Le collectif « Secret-défense : un enjeu démocratique » regroupe des comités de défense dans dix-sept affaires. Parmi elles, la mort suspecte de Robert Boulin en 1979, l’assassinat du juge Bertrand Borrel en 1995 à Djibouti, la mort de deux journalistes français à Kidal (Mali) en 2013, le génocide des Tutsis au Rwanda en 2014 ou encore la mort de cinq marins dans le naufrage du Bugaled Breizh en 2004.

Cinq affaires débattues samedi 27 novembre 2021, à Lisieux (Calvados), sous l’angle du journalisme face au secret-défense. Un thème dont Bertrand Warusfel, avocat et professeur de droit, s’est fait le spécialiste.
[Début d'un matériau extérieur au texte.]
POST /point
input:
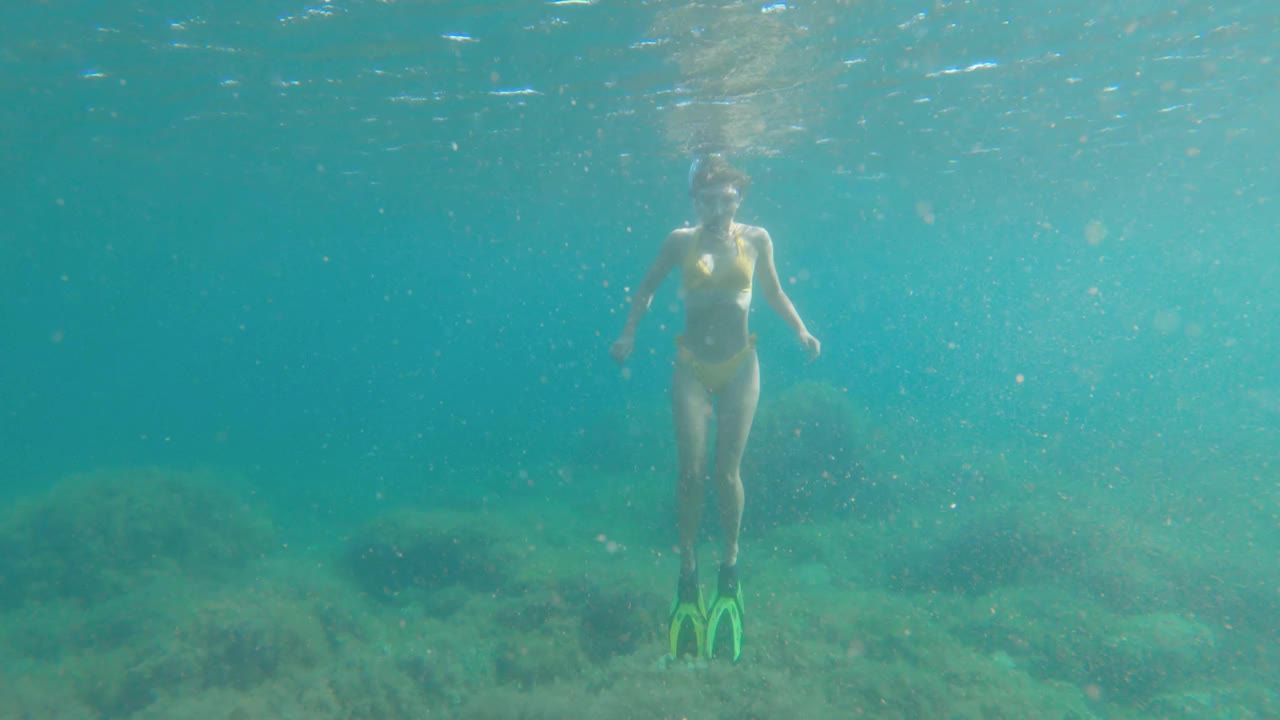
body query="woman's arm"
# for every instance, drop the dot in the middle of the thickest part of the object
(667, 259)
(776, 297)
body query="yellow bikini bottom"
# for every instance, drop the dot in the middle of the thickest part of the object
(714, 376)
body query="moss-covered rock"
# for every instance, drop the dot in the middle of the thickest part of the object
(96, 536)
(996, 547)
(808, 458)
(410, 554)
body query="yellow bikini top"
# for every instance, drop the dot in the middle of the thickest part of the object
(702, 270)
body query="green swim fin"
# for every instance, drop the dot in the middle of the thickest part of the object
(688, 632)
(725, 620)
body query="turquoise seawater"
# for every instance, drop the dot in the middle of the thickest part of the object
(306, 406)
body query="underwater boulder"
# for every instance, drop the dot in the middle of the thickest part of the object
(1155, 651)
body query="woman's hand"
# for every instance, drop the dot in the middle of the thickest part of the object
(622, 347)
(812, 346)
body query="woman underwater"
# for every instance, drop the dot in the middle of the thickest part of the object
(716, 370)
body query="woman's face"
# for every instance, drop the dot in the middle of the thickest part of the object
(717, 204)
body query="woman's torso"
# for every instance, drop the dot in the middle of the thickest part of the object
(716, 279)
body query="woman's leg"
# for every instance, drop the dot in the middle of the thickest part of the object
(691, 406)
(737, 404)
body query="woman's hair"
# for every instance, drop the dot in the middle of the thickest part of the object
(711, 171)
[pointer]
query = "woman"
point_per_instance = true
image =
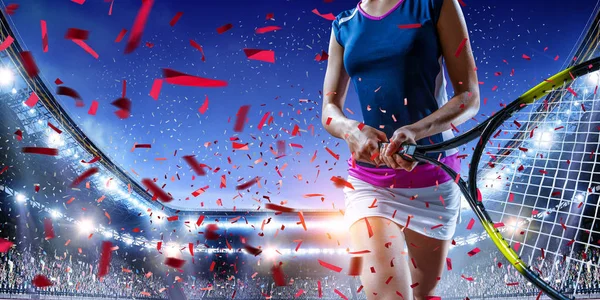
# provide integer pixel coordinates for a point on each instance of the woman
(404, 213)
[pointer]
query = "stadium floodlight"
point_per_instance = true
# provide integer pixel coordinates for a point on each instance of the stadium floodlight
(54, 214)
(6, 76)
(85, 226)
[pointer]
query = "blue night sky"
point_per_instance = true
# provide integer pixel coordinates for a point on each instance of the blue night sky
(500, 30)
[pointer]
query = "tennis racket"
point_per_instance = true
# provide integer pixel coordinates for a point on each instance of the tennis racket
(533, 176)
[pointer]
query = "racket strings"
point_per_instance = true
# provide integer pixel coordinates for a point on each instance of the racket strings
(539, 179)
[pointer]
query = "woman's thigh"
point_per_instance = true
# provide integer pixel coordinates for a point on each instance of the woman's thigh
(385, 273)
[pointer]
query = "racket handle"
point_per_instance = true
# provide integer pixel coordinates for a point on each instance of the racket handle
(406, 151)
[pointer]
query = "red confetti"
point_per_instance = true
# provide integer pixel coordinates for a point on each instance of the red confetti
(156, 191)
(176, 18)
(44, 35)
(124, 106)
(93, 108)
(267, 29)
(40, 150)
(156, 87)
(340, 182)
(89, 172)
(138, 26)
(195, 165)
(105, 257)
(29, 64)
(204, 106)
(460, 47)
(252, 250)
(278, 276)
(261, 55)
(48, 229)
(41, 281)
(178, 78)
(77, 34)
(6, 43)
(5, 245)
(174, 262)
(224, 28)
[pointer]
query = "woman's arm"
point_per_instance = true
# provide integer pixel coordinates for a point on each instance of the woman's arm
(363, 143)
(452, 30)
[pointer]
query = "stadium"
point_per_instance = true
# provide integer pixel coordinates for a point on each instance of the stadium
(78, 223)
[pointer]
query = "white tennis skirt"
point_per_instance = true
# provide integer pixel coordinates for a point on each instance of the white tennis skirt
(433, 211)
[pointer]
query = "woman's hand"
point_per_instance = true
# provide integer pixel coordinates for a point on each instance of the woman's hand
(364, 144)
(389, 151)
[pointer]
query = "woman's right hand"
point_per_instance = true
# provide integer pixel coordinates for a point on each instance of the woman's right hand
(364, 143)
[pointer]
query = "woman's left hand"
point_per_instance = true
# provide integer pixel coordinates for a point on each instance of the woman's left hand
(390, 154)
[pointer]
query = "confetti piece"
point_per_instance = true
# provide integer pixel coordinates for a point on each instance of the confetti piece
(156, 87)
(48, 229)
(176, 18)
(241, 118)
(329, 266)
(328, 16)
(5, 245)
(460, 47)
(267, 29)
(252, 250)
(473, 252)
(41, 281)
(29, 64)
(77, 34)
(247, 184)
(410, 26)
(124, 106)
(40, 150)
(340, 182)
(178, 78)
(93, 108)
(6, 43)
(85, 175)
(105, 257)
(174, 262)
(138, 26)
(224, 28)
(279, 208)
(261, 55)
(156, 191)
(204, 106)
(44, 35)
(355, 266)
(471, 223)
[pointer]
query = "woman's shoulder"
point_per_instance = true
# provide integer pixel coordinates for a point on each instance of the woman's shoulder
(345, 15)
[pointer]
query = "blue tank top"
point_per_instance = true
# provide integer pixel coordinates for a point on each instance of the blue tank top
(395, 64)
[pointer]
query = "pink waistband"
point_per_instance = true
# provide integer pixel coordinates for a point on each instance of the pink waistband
(424, 175)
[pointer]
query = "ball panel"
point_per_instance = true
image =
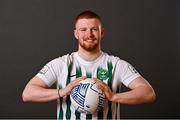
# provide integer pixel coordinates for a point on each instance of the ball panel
(86, 97)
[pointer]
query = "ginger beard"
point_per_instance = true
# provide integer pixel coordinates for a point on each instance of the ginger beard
(89, 44)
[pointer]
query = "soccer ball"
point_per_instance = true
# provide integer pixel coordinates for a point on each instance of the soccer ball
(86, 97)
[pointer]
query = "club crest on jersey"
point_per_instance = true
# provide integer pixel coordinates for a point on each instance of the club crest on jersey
(102, 74)
(133, 70)
(44, 69)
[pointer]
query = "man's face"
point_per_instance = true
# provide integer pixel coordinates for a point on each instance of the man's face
(89, 33)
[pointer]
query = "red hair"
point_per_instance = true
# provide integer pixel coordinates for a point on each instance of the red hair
(87, 14)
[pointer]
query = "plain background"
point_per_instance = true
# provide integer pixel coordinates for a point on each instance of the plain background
(142, 32)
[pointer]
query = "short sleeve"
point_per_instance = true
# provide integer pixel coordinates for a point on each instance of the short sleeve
(49, 72)
(127, 72)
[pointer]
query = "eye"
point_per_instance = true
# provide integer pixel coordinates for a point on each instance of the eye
(82, 29)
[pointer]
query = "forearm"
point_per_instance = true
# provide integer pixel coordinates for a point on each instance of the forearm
(136, 96)
(38, 94)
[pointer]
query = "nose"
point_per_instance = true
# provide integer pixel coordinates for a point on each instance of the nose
(89, 34)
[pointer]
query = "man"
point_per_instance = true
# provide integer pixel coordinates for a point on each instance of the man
(89, 61)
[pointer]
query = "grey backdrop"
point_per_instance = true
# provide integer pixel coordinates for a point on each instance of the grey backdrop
(142, 32)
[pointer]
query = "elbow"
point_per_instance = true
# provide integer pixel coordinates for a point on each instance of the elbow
(151, 97)
(26, 97)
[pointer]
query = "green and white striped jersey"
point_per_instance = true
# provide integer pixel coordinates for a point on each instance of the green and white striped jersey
(111, 70)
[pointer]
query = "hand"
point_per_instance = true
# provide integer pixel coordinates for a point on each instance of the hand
(67, 90)
(105, 89)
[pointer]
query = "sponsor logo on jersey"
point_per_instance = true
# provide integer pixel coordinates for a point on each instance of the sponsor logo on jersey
(102, 74)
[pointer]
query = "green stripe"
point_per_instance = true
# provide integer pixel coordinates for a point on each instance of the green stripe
(60, 117)
(78, 74)
(88, 116)
(110, 68)
(68, 102)
(100, 112)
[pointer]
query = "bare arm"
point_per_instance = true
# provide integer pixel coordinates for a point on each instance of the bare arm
(37, 91)
(141, 92)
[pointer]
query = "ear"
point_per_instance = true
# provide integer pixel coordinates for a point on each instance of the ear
(75, 34)
(102, 32)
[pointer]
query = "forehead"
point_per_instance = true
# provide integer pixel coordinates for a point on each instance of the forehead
(90, 22)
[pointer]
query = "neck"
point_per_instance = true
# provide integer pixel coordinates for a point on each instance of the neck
(89, 55)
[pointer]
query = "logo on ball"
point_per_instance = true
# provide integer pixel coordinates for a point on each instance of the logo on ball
(86, 97)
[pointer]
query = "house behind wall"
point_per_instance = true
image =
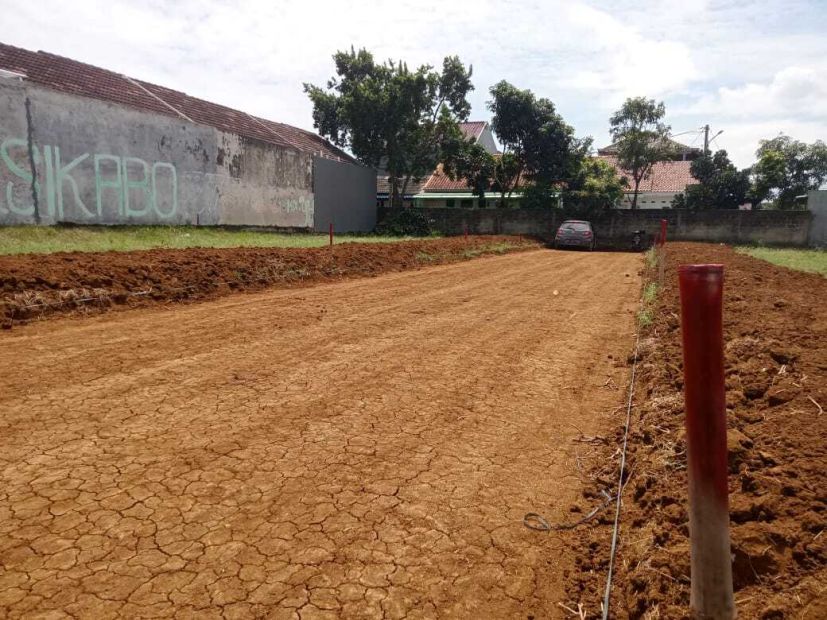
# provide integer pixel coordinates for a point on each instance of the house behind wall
(84, 145)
Bertrand Warusfel, avocat, professeur de droit et spécialiste français du secret défense était à Lisieux (Calvados) ce 27 novembre 2021. © Vincent Michel / Ouest-France

++ Le secret-défense est-il l’arme absolue des politiques pour étouffer des affaires embarrassantes ?
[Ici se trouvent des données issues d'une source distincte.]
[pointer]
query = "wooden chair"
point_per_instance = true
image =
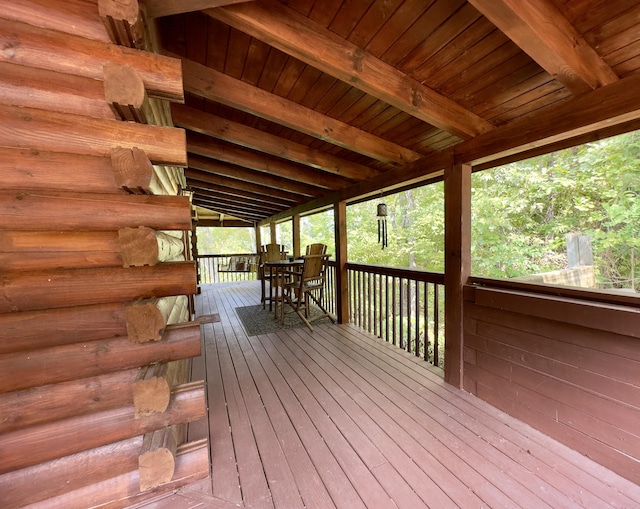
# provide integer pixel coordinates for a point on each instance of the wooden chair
(269, 253)
(316, 249)
(302, 286)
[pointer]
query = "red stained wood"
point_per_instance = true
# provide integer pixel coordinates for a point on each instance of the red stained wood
(77, 17)
(68, 436)
(70, 473)
(48, 403)
(21, 370)
(566, 366)
(88, 211)
(31, 128)
(371, 405)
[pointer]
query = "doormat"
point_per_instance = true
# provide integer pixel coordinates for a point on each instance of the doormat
(208, 318)
(257, 320)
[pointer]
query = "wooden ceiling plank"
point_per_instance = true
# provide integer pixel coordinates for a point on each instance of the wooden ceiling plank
(224, 182)
(66, 53)
(541, 31)
(600, 109)
(234, 154)
(160, 8)
(215, 86)
(239, 134)
(297, 36)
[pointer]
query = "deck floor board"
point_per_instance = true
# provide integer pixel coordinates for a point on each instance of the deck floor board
(338, 418)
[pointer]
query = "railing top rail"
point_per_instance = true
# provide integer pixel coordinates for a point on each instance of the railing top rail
(418, 275)
(590, 294)
(226, 255)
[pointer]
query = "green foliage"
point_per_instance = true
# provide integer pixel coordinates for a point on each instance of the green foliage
(522, 211)
(521, 215)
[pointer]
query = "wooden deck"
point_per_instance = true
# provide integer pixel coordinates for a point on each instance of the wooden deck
(337, 418)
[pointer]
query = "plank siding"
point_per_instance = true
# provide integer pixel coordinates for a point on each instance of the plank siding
(576, 380)
(338, 418)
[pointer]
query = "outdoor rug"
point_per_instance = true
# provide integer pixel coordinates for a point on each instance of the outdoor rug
(256, 320)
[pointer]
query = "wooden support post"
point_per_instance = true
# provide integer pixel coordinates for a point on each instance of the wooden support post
(342, 279)
(33, 87)
(157, 459)
(296, 235)
(116, 489)
(32, 330)
(64, 475)
(147, 320)
(29, 291)
(123, 22)
(258, 238)
(88, 211)
(162, 75)
(69, 436)
(133, 172)
(34, 250)
(23, 370)
(124, 92)
(151, 391)
(144, 246)
(457, 263)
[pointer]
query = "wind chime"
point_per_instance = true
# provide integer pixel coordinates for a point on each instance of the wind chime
(382, 225)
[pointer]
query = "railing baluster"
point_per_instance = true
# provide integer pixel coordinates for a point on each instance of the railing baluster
(436, 326)
(425, 299)
(386, 307)
(416, 349)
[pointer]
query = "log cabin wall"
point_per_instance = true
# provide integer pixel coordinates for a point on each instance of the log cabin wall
(95, 330)
(566, 366)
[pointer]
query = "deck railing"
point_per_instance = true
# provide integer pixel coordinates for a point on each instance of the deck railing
(214, 268)
(404, 307)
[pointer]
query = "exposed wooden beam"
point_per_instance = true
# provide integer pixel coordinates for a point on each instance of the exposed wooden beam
(206, 82)
(238, 193)
(237, 207)
(238, 134)
(258, 205)
(599, 110)
(233, 154)
(283, 28)
(542, 32)
(159, 8)
(239, 169)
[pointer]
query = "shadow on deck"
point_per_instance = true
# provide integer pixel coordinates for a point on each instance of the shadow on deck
(338, 418)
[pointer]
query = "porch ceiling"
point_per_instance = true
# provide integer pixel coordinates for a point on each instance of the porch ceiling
(293, 104)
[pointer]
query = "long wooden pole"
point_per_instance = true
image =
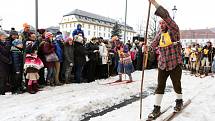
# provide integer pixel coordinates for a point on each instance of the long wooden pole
(143, 66)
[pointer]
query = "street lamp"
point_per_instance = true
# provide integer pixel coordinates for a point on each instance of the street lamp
(126, 7)
(36, 15)
(174, 11)
(1, 23)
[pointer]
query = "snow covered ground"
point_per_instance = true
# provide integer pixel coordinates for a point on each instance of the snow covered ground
(202, 107)
(71, 102)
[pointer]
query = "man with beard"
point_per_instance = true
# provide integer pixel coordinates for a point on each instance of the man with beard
(170, 59)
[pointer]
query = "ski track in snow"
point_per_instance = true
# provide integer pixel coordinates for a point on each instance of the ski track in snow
(71, 102)
(202, 107)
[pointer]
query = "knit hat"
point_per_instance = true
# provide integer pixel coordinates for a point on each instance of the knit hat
(59, 37)
(69, 39)
(13, 32)
(48, 35)
(26, 25)
(3, 33)
(41, 31)
(16, 42)
(78, 39)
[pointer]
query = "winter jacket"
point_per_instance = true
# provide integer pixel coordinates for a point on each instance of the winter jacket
(103, 53)
(68, 54)
(31, 46)
(78, 31)
(17, 59)
(94, 56)
(47, 49)
(5, 58)
(80, 53)
(58, 50)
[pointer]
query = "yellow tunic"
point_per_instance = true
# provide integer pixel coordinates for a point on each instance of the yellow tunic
(165, 40)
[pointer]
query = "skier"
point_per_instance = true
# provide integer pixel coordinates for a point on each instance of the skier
(170, 59)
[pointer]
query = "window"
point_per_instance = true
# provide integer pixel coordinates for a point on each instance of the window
(89, 33)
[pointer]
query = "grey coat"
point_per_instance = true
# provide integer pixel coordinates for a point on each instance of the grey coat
(68, 55)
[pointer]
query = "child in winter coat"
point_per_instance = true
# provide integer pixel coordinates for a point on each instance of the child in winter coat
(48, 48)
(32, 64)
(17, 58)
(68, 59)
(5, 61)
(125, 63)
(213, 65)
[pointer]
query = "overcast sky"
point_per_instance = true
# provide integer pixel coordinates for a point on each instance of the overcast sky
(190, 14)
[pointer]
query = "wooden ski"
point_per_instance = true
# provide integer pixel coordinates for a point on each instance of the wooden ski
(174, 114)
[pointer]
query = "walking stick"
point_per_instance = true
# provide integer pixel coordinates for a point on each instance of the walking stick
(143, 66)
Ce n’est pas sa fonction première ! Il s’agit d’abord de classifier des documents afin de maintenir secrètes des informations susceptibles de porter atteinte à la sécurité nationale. Reste à graduer le moment où l’on classifie et celui où des tiers, un juge ou des familles de victimes par exemple, veulent avoir accès à ces informations. L’un des problèmes consiste à conserver les documents classifiés durant des décennies, alors que leur sensibilité réelle a disparu. Souvent par paresse, une fois le coup de tampon mis.

++ Le secret-défense est pourtant indispensable, par exemple dans la lutte contre le terrorisme ?

Il est tout à fait légitime. Mais il est maintenu de manière abusive. Cela bloque l’action de la justice, empêche les victimes de savoir et, au final, nourrit la suspicion. L’administration n’a peut-être rien à cacher, mais par principe, ne veut pas montrer. Cela entretient les fantasmes et le complotisme.

« Des documents sous scellés »

++ Diriez-vous que l’affaire Boulin (1) est l’une des plus emblématiques ?

Difficile de faire un palmarès… On pourrait alors commencer par l’affaire Dreyfus. Et pour moi, l’affaire la plus marquante reste celle de Ben Barka, enlevé et assassiné en 1965 (2) : un juge travaille encore dessus ! Une perquisition a eu lieu dans les locaux de la DGSE (Direction générale de la sécurité extérieure) en 2010. Mais une grande partie des documents saisis ont été placés sous scellés. Le juge n’y a toujours pas accès.

Robert Boulin, devant l’Élysée, le 26 septembre 1979. © Marcel BINH/Archives AFP

++ Le secret-défense est-il une exception française ?

Non, d’ailleurs des accords existent avec d’autres pays pour s’échanger des informations classifiées. Ce qui diffère, ce sont notamment les conditions d’accès des juges au secret. La France fait partie des pays plutôt fermés.

++ Quelles sont ses origines ?

Il a toujours existé des habitudes pour tenir secrètes des informations, mais sans que cela soit très organisé juridiquement, jusqu’à la fin du XIXe siècle. Sous sa forme moderne, il est né en 1939, à la veille de la Seconde Guerre mondiale. Les armées ont institué le « Secret de la défense nationale ».

« Contourner le mur »

++ Il n’y a pas un problème de séparation des pouvoirs entre exécutif et justice ?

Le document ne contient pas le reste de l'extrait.